Logo Questions Linux Laravel Mysql Ubuntu Git Menu
 

Efficiently computing date/time stamp for logging purposes on unix/win32

I'm in a situation where after having profiled and analyzed our system, come to the conclusion that the logging component of the system is one of the many bottle necks taking up about ~17% of total running time - a lot of things are logged.

Of this, about 5% of the time the logger consumes is related to producing a date/time stamp in ascii in the following format: YYYYMMDD HHMMSS.fff - we roughly log about 700k lines per second. (roughly 700K x (localtime and gettimeofday) calls per second)

I was wondering what techniques fellow SOers have for producing time-stamps efficiently.

Cross platform solutions would be welcomed.

Note1: we looked into Boost.datetime - it's great, but a bit too slow for our needs, std::chrono is a perfect solution, however we unfortunately have to support pre c++11 compilers.

Note2: We've implemented a simple optimisation that only computes the date part (yyyymmdd) one per 24hrs hence only having 1 gettimeofday call per line - didn't help much though.

like image 415
Zamfir Kerlukson Avatar asked Nov 03 '22 18:11

Zamfir Kerlukson


1 Answers

If you have the option of using C++11, you should check out std::chrono.

Failing that, the optimisation would depend on the resolution you need. I would ask if you absolutely need timestamps on the logging or if occassional timestamps with sequence information might be useful?

Example:

<timestamp1> <seq_num_0> ...
<timestamp1> <seq_num_1> ...
....
<timestamp1> <seq_num_n-1> ...
<timestamp2> <seq_num_0> ...

The way I see it, you have two problems:

  1. Synchronizing the timestamps with other systems
  2. Getting an accurate timestamp on a single system

I would use a timer based system to update the timestamp twice every millisecond and re-use it between updates. I would then make sure that the systems your code runs on have their clocks synchronized to an atomic clock. You generate the timestamp twice to try and compensate for the flakiness of the underlying OS's timer mechanisms.

I don't think you could get much better than that.

EDIT: Actually, you can. Make sure you only format the timestamp string when it changes.
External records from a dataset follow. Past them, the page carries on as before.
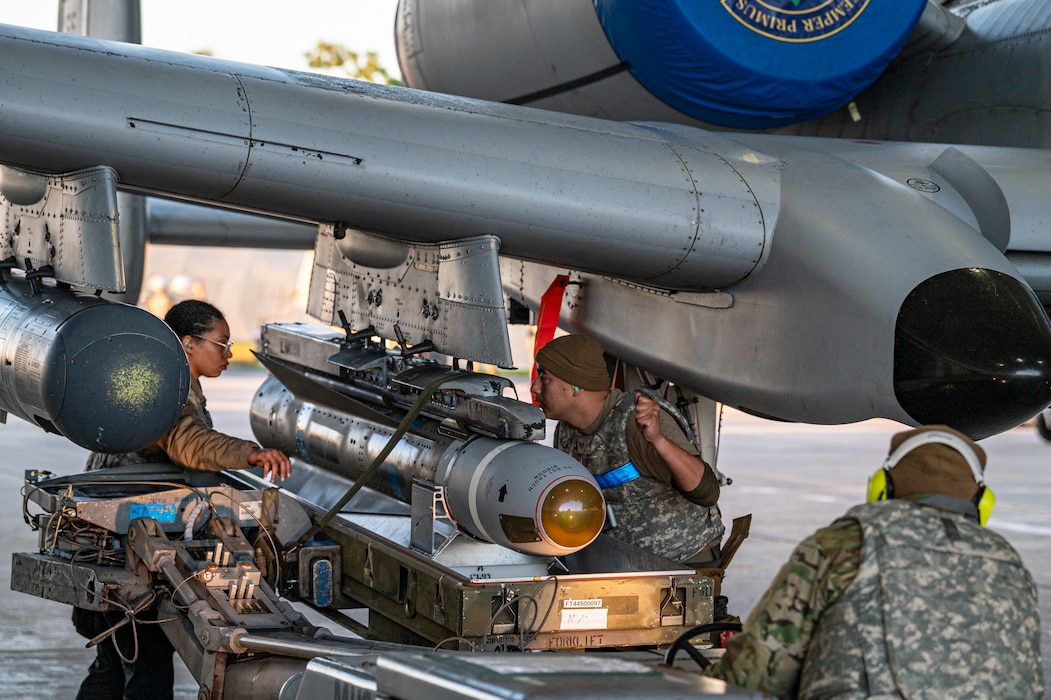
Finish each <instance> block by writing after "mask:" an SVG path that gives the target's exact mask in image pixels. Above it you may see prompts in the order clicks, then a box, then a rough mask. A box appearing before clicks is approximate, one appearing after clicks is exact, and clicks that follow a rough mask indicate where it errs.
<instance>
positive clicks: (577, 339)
mask: <svg viewBox="0 0 1051 700" xmlns="http://www.w3.org/2000/svg"><path fill="white" fill-rule="evenodd" d="M536 364H537V367H539V368H540V369H542V370H544V371H545V372H551V373H552V374H554V375H555V376H557V377H558V378H559V379H561V380H562V382H566V383H569V384H571V385H573V386H575V387H580V388H581V389H586V390H589V391H602V390H604V389H609V388H610V372H609V371H607V370H606V369H605V358H604V357H603V356H602V346H600V345H599V344H598V343H596V342H595V341H593V339H592V338H590V337H588V336H586V335H562V336H561V337H556V338H555V339H554V341H551V342H550V343H548V345H545V346H543V347H542V348H540V351H539V352H538V353H536Z"/></svg>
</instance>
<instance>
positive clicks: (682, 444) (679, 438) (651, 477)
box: [624, 411, 720, 506]
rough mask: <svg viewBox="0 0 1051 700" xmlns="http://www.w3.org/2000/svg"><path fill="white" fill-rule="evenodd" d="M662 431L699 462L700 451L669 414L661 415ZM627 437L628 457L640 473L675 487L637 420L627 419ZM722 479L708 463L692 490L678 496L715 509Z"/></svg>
mask: <svg viewBox="0 0 1051 700" xmlns="http://www.w3.org/2000/svg"><path fill="white" fill-rule="evenodd" d="M660 431H661V433H662V434H663V435H664V436H665V437H667V438H668V439H669V440H672V441H673V442H675V444H676V445H678V446H679V447H680V448H682V450H683V451H684V452H686V454H692V455H694V456H695V457H697V458H698V459H700V454H699V453H698V452H697V448H696V447H694V446H693V445H692V444H691V442H689V440H688V439H686V435H685V434H684V433H683V432H682V429H681V428H679V424H678V423H676V421H675V418H673V417H672V416H671V415H668V414H667V412H666V411H661V412H660ZM624 438H625V440H626V441H627V456H628V457H631V458H632V462H633V464H634V465H635V466H636V467H638V469H639V473H640V474H642V475H643V476H648V477H650V478H653V479H657V480H658V481H660V482H662V483H667V485H669V486H673V487H675V480H674V479H673V478H672V470H671V469H668V467H667V464H666V462H665V461H664V459H663V458H662V457H661V456H660V454H659V453H658V452H657V450H656V449H655V448H654V446H653V445H651V444H650V442H648V441H647V440H646V438H644V437H642V433H640V432H639V427H638V425H636V423H635V420H634V419H628V421H627V425H626V426H625V427H624ZM719 491H720V490H719V479H718V478H717V477H716V475H715V472H713V471H712V469H710V468H708V465H707V462H704V475H703V476H702V477H701V482H700V483H698V485H697V486H696V487H695V488H694V489H693V490H692V491H681V490H680V491H679V493H681V494H682V495H683V497H684V498H685V499H686V500H688V501H691V502H694V503H697V505H698V506H715V505H716V503H717V502H719Z"/></svg>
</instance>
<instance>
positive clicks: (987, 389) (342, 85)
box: [0, 27, 1051, 437]
mask: <svg viewBox="0 0 1051 700" xmlns="http://www.w3.org/2000/svg"><path fill="white" fill-rule="evenodd" d="M0 53H2V55H3V56H4V57H5V61H4V63H3V66H2V67H0V89H2V90H3V94H4V108H3V109H4V112H3V120H2V121H0V162H3V163H6V164H7V166H8V167H14V168H22V169H26V170H33V171H43V172H68V171H73V170H76V169H80V168H84V167H89V166H95V165H105V166H108V167H111V168H112V169H114V170H116V172H117V173H118V176H119V181H120V187H121V188H122V189H125V190H127V191H133V192H141V193H150V194H161V195H164V197H166V198H174V199H183V200H187V201H194V202H204V203H211V204H213V205H218V206H222V207H227V208H232V209H238V210H242V211H252V212H260V213H268V214H271V215H276V217H281V218H288V219H294V220H297V221H308V222H315V223H317V224H322V225H324V226H323V228H325V227H328V228H325V231H329V233H328V234H329V235H331V240H330V241H328V243H327V244H326V245H328V250H329V253H330V254H328V255H326V256H321V258H320V259H318V262H316V263H315V269H314V283H313V284H314V285H315V286H317V287H320V289H317V291H318V293H320V295H321V296H323V297H324V298H326V300H328V301H327V302H324V303H321V304H320V306H318V308H315V309H314V310H313V311H314V314H315V315H317V316H318V317H321V318H322V321H324V322H326V323H333V321H334V320H335V316H337V314H338V311H339V310H344V311H346V312H347V315H348V316H350V317H352V318H354V320H355V322H358V323H375V324H377V325H379V326H382V327H384V326H386V328H387V330H388V332H390V331H392V330H393V329H394V328H393V327H394V326H398V329H397V330H398V332H400V333H403V334H404V337H405V339H407V341H408V342H410V343H418V342H423V341H426V339H432V338H438V339H437V341H436V343H435V345H436V346H437V348H436V349H437V350H439V351H445V352H447V353H449V354H453V355H456V356H460V357H465V358H469V359H475V361H479V362H490V363H494V364H500V365H504V366H506V365H507V364H508V362H509V357H508V355H507V353H506V344H499V343H489V342H488V341H487V342H486V343H482V344H480V345H479V346H478V347H474V346H472V345H471V344H470V343H469V342H468V341H469V339H471V338H470V336H471V330H470V327H468V328H463V327H458V326H456V324H463V323H467V322H465V318H471V320H474V321H472V322H470V323H485V320H486V318H487V317H488V316H489V315H491V313H492V310H493V309H496V308H502V303H501V300H499V298H494V294H496V295H497V296H498V294H499V292H498V289H499V283H498V284H497V286H496V290H497V291H496V292H494V291H493V286H492V285H491V284H490V285H483V286H482V287H480V288H478V287H475V286H474V283H475V282H476V281H477V279H478V276H477V275H476V274H475V272H476V270H477V269H478V267H480V268H483V269H487V270H489V274H490V275H491V274H492V271H493V268H494V264H493V263H492V260H487V259H485V258H479V259H477V260H476V261H474V262H477V263H478V267H474V268H472V267H471V266H470V265H469V263H470V262H471V261H468V260H467V258H466V255H467V252H472V248H471V247H470V246H471V245H473V244H471V243H470V242H471V241H472V240H474V239H475V236H488V238H486V243H483V244H481V245H482V246H483V247H488V248H487V249H491V250H492V251H493V254H497V255H498V256H499V259H500V260H501V261H503V262H502V263H501V264H500V277H501V282H502V285H503V286H504V287H507V288H509V289H511V290H513V293H517V294H518V295H519V296H520V297H521V298H524V300H527V301H528V300H529V298H530V297H531V296H532V295H534V294H535V289H534V288H535V287H537V286H539V285H540V283H539V282H530V281H539V280H544V281H545V284H547V283H550V280H548V277H551V276H552V275H553V274H554V273H555V272H570V273H571V274H572V275H574V280H573V282H575V283H576V284H574V285H573V286H572V294H571V297H570V298H568V300H566V301H565V303H564V305H563V308H562V318H563V322H564V323H565V324H566V325H568V326H570V327H573V328H577V329H580V330H586V331H588V332H591V333H593V334H594V335H595V336H596V337H598V338H599V339H600V341H601V342H602V343H603V344H604V345H605V346H606V347H607V348H609V350H610V351H611V352H613V353H614V354H616V355H617V356H620V357H622V358H624V359H625V361H627V362H631V363H634V364H636V365H639V366H641V367H643V368H646V369H648V370H652V371H654V372H655V373H657V374H659V375H661V376H664V377H667V378H669V379H672V380H674V382H677V383H679V384H681V385H683V386H685V387H688V388H691V389H694V390H696V391H698V392H700V393H703V394H704V395H706V396H709V397H712V398H715V399H716V400H721V402H724V403H726V404H729V405H733V406H738V407H740V408H742V409H745V410H748V411H751V412H755V413H758V414H762V415H766V416H770V417H777V418H782V419H788V420H801V421H808V423H826V424H831V423H847V421H853V420H861V419H864V418H869V417H874V416H881V417H887V418H891V419H895V420H901V421H903V423H908V424H918V423H949V424H950V425H954V426H955V427H957V428H960V429H961V430H964V431H965V432H968V433H970V434H972V435H974V436H975V437H981V436H984V435H988V434H992V433H995V432H998V431H1002V430H1005V429H1007V428H1010V427H1012V426H1014V425H1017V424H1018V423H1021V421H1022V420H1025V419H1026V418H1028V417H1030V416H1031V415H1033V414H1035V413H1036V412H1037V411H1038V410H1040V409H1042V408H1043V407H1045V406H1047V405H1048V404H1049V403H1051V389H1049V386H1051V384H1049V370H1048V369H1047V368H1048V367H1051V329H1049V326H1048V322H1047V317H1046V315H1045V314H1044V311H1043V309H1042V308H1040V306H1039V304H1038V302H1037V300H1036V298H1035V296H1034V295H1033V293H1032V291H1031V289H1030V288H1029V287H1028V286H1027V285H1026V283H1025V281H1024V280H1023V279H1022V277H1021V276H1019V275H1018V273H1017V271H1016V270H1015V269H1014V268H1013V267H1012V266H1011V264H1010V263H1009V262H1008V261H1007V260H1006V259H1005V258H1004V255H1003V254H1002V253H1001V251H1000V250H997V248H996V245H1000V244H1001V243H1002V242H1003V240H1005V236H1006V235H1007V234H1006V232H1005V228H1006V227H1007V226H1012V227H1013V226H1017V225H1030V224H1027V223H1026V222H1016V221H1015V219H1014V212H1013V211H1012V210H1011V208H1010V206H1009V203H1011V202H1012V201H1014V200H1015V199H1017V198H1023V199H1024V198H1026V194H1025V192H1026V191H1028V188H1030V187H1031V185H1030V184H1029V183H1028V182H1027V178H1029V177H1030V176H1032V174H1033V173H1034V172H1036V171H1039V169H1040V168H1043V167H1044V163H1043V161H1040V160H1039V159H1040V157H1042V153H1040V152H1038V151H1037V152H1032V151H1027V150H1008V149H964V148H949V147H946V146H939V145H930V144H927V145H924V144H906V143H885V142H880V143H868V144H859V143H853V144H851V143H844V142H839V141H833V140H817V139H816V140H799V139H796V138H791V137H783V136H772V135H766V136H759V135H751V136H747V135H730V133H716V132H712V131H705V130H701V129H696V128H689V127H685V126H676V125H668V124H626V123H617V122H609V121H603V120H596V119H592V118H585V117H578V116H572V115H558V114H554V112H550V111H543V110H538V109H533V108H529V107H520V106H513V105H506V104H496V103H490V102H483V101H478V100H472V99H465V98H458V97H451V96H444V95H437V94H433V92H425V91H418V90H413V89H407V88H396V87H390V86H379V85H370V84H364V83H360V82H354V81H346V80H338V79H334V78H328V77H321V76H316V75H308V74H300V73H295V71H289V70H279V69H273V68H263V67H256V66H250V65H245V64H236V63H230V62H222V61H217V60H213V59H209V58H205V57H198V56H183V55H177V54H171V53H164V52H157V50H151V49H147V48H142V47H139V46H133V45H128V44H118V43H112V42H104V41H100V40H94V39H86V38H77V37H69V36H65V35H58V34H53V33H46V32H34V30H28V29H21V28H16V27H3V29H2V30H0ZM1004 164H1010V166H1005V165H1004ZM1030 204H1031V206H1030V208H1029V209H1028V212H1029V214H1030V215H1032V217H1035V218H1037V220H1046V219H1047V217H1048V215H1051V212H1048V211H1046V210H1044V209H1043V207H1042V206H1040V204H1039V203H1030ZM325 231H323V233H322V234H320V235H324V234H325ZM320 245H321V244H320ZM419 246H424V247H427V246H430V247H431V248H430V249H428V250H429V251H428V250H424V251H423V252H421V250H420V249H419V248H418V247H419ZM462 246H467V247H466V248H465V247H462ZM377 251H378V252H377ZM465 251H467V252H465ZM475 252H477V251H475ZM482 252H485V251H482ZM472 254H473V253H472ZM486 254H489V253H486ZM427 255H431V258H427ZM421 256H423V258H421ZM410 258H411V261H414V262H411V263H410V264H408V267H405V266H406V261H407V260H410ZM425 258H427V260H424V259H425ZM428 260H429V261H431V262H430V263H428V262H427V261H428ZM515 262H517V267H516V263H515ZM429 266H430V267H433V268H434V271H435V274H434V276H433V277H432V281H431V282H429V283H427V284H428V285H429V287H428V288H420V289H421V291H420V290H417V291H405V289H406V287H407V285H405V284H404V282H403V277H401V276H399V275H400V274H401V272H397V273H395V272H391V270H401V271H406V272H407V271H414V272H419V271H423V270H425V269H427V268H429ZM383 270H387V271H388V272H384V271H383ZM465 270H467V271H466V272H465ZM516 289H517V290H519V291H514V290H516ZM377 291H383V292H385V293H384V294H376V292H377ZM369 292H372V293H371V294H370V293H369ZM403 292H404V293H405V294H406V296H405V297H404V298H411V300H412V303H411V304H410V303H408V302H405V303H401V302H394V303H395V304H396V305H397V306H395V307H391V306H387V307H383V306H382V303H377V300H378V298H386V300H387V301H388V302H391V295H392V294H393V295H394V296H395V297H396V298H400V297H399V296H398V294H401V293H403ZM953 309H957V311H953ZM960 309H962V310H963V311H959V310H960ZM479 320H480V321H479ZM447 324H452V325H447ZM487 337H488V336H487Z"/></svg>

You also don't need a sequence number, if you can guarantee that entries get logged in the order they come in. Given those two assumptions, your logging problem now reduces to how fast you can concatenate and write out two strings.

UPDATE 2: If BOOST isn't suitable and if you can't use C++11, it boils down to this:

  1. Use a timer to set and format the timestamp twice every millisecond - you can do this via OS level APIs.
  2. Make sure that events are logged in the order they come in.

Assuming I/O isn't your bottleneck, your problem is then nothing but one of fast string concatenation.